En préalable, je dirai que bien évidemment, on se réjouit que des otages ne le soient plus. Alors voici les questions:
Pourquoi un traitement différent lorsque des otages sont journalistes? Si c’est pour des raisons corporatistes, en gros si c’est parce qu’ils tiennent le micro et qu’ils peuvent médiatiser leurs propres cas, il y a de quoi s’inquiéter.
On observe que les prises d’otages qui impliquent des journalistes se finissent toujours bien. Cela nous conduit à nous interroger pour savoir si la médiatisation sauve (dans ce cas pourquoi tous les otages ne font pas l’objet du même ramdam médiatique)? À moins que des efforts particuliers soient faits pour faire libérer des gens issus d’une corporation qui rend tant de services?
La surmédiatisation des libérations n’a-t-elle pas quelque chose d’indécent
?

En tous cas tout ça ne tombe pas si mal pour le « menteur à teinture » dans son costume de chef de l’État trop grand pour lui. Quand en plus il donne dans le pathos il semble flotter dedans encore davantage.

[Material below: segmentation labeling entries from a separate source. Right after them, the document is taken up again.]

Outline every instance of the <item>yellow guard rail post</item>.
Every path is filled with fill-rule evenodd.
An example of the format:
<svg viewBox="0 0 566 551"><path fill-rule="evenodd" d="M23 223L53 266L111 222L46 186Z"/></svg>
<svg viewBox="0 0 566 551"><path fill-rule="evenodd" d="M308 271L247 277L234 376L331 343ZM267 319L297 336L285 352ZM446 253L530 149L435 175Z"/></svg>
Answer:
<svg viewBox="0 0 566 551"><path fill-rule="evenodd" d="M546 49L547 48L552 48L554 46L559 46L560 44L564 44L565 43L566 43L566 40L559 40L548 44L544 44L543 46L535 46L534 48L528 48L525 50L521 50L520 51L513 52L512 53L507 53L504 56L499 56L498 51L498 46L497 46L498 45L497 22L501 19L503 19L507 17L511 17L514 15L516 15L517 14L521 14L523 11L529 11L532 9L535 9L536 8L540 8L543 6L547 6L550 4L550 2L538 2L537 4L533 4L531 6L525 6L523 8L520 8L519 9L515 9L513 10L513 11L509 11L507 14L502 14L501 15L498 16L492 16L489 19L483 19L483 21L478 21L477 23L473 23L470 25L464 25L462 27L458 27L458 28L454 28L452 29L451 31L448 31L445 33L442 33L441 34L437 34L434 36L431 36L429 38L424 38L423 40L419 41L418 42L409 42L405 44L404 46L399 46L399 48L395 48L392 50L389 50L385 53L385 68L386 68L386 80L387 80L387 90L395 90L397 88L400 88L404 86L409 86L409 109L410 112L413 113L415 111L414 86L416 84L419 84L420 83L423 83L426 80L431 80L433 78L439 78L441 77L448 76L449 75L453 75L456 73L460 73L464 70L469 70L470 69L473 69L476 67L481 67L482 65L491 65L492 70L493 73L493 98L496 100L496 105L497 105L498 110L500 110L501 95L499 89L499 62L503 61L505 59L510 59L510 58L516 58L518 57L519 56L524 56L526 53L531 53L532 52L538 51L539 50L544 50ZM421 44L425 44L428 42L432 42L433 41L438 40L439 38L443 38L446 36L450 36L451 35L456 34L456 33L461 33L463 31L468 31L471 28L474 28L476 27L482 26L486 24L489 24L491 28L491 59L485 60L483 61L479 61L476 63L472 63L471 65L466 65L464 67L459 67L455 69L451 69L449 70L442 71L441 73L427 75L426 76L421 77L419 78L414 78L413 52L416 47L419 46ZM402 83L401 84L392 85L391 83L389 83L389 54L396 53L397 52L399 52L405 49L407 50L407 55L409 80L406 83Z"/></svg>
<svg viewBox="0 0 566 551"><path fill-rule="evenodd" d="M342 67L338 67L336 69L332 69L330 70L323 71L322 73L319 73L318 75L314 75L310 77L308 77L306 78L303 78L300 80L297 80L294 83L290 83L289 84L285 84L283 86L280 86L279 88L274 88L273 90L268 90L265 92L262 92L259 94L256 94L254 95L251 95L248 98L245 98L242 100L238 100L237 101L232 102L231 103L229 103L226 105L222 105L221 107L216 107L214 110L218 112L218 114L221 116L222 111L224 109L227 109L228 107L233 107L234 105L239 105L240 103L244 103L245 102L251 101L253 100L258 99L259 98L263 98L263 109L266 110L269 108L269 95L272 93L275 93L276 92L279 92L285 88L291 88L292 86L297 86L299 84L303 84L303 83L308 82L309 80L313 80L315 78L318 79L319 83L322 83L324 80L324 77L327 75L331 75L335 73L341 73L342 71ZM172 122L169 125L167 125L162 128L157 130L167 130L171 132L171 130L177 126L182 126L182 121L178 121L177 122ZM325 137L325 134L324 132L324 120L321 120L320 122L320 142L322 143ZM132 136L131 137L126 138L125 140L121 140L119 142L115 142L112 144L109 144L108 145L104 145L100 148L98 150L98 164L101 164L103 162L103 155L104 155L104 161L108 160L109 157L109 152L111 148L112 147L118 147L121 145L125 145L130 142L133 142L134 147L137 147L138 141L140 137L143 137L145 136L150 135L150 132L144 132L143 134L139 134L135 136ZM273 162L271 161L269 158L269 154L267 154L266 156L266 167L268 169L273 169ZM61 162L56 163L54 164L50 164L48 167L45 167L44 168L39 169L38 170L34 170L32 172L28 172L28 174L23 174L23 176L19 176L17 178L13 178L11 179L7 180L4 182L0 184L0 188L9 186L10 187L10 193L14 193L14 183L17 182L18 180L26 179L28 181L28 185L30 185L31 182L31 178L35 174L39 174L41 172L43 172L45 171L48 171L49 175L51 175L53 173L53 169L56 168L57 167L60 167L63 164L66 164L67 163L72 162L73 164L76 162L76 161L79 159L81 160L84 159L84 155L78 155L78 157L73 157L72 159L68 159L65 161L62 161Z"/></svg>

J’ai été choqué tout de même du double discours. En effet, si j’en crois les extraits entendus dans les reportages dont on nous gave depuis trois jours, il serait fier de ces gens qui vont au péril de leur vie nous informer… et bla et bla et bla… Pourtant je crois me souvenir qu’au moment de la prise d’otage du père Georges en Afrique, le Président y était allé de son couplet moralisateur sur les risques pris inconsidérément et de rappeler qu’il y a des endroits où ceux dont la présence n’est pas indispensable devraient réfléchir à dégager bien vite. Je paraphrase bien entendu, mais pour faire court, avant d’ajouter que tout serait fait pour obtenir la libération du Père Georges, il nous a bien fait sentir qu’il l’avait un peu cherché.
Je ne sais pas vous, mais moi, j’ai toujours davantage de respect pour les ecclésiastiques prêts à tout donner, pour rester auprès des populations à qui, malgré des divergences religieuses ils apportent dans la plus grande discrétion soins et réconfort. Les moines de Tibérine ou les Pères blancs de Tiziouzou n’ont pas hésité à donner leur sang tant leur présence était jugée indispensable par les populations les plus modestes. Or même si je ne fréquente pas vraiment la même église que le Père Georges, et même si son discours est probablement bien éloigné du mien, je dois dire que sa libération fut un véritable exhaussement de prière.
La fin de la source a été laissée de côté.